There's been a lot of controversy surrounding Joe Cornish's UK-based alien adventure film Attack The Block lately. Specifically, will his grime culture British characters need subtitles for American audiences? We asked the director directly.
Attack the Block wouldn't be the first British movie to be considered for subtitles — distributors considered adding subtitles to Trainspotting back in the 1990s. And some of Ken Loach's films have been subtitled in the U.S.
After the SXSW screening for ATB, we sat down with Cornish, and he addressed the subtitle rumor that started over at The Hollywood Reporter. THR alleges that some distributors are considering adding subtitles to an North American release.
Can you teach our American readers some slang from Attack the Block?
Cornish: The first one is "fam." Family.

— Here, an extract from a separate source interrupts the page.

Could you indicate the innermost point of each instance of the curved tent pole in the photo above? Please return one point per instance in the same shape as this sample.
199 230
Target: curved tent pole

It's short for family, and it's the equivalent of mate, or my friend or man. Yeah fam or no fam, believe fam. "Bare" means a lot, so There's bare aliens. [Or] It was bare: It just means very. I don't know where that comes from. To "murk" someone is to mug them or step to them. To attack them. To "shiff" is to stab. To shiff someone is like, to shank them.
[EDIT: Cornish spelled out the phrases shiff, murk and fam for us on the record. We're keeping his spellings because he made the film. But there seems to be some debate over shiff versus shiv. "Bear," however, was not spelled out and our mistake, so we've changed it to Bare. Sorry about any confusion!]
I was very careful to choose a glossary of about 10 words. And we used them again, and again, and again. The idea being that even if you don't understand the word itself because of the context you'll eventually be able to understand it through context. And we made sure they enunciated, these kids. So that even if there will little bits that you missed, you got the general drift.
For me that was another science fiction element. Science Fiction is about alien languages. The way Yoda deconstructs sentences. Klingon, Na'vi. For me it was a popcorny science fiction thing. It also reminded me of books loved like Clockwork Orange, The Color Purple, a book called The Butcher Boy by Patrick McCabe that are written in this dense argot. The first ten pages you don't know what the fuck you're reading, suddenly magically you understand it. It makes you feel really clever, as well. It's like, "Well shit, there's something in my brain that's been activated by this."
Already online there are rumors of subtitles for a North American release would you do that? Would you consider it?
Yeah, well whatever it takes. I would just love people to see the film. You know, deep down, I think that you guys can deal with it. I think distributors should be adventurous, and I think it's easy to underestimate the public. As long as the subtitles were switch able to switch off so the more adventurous people could just watch it as it is.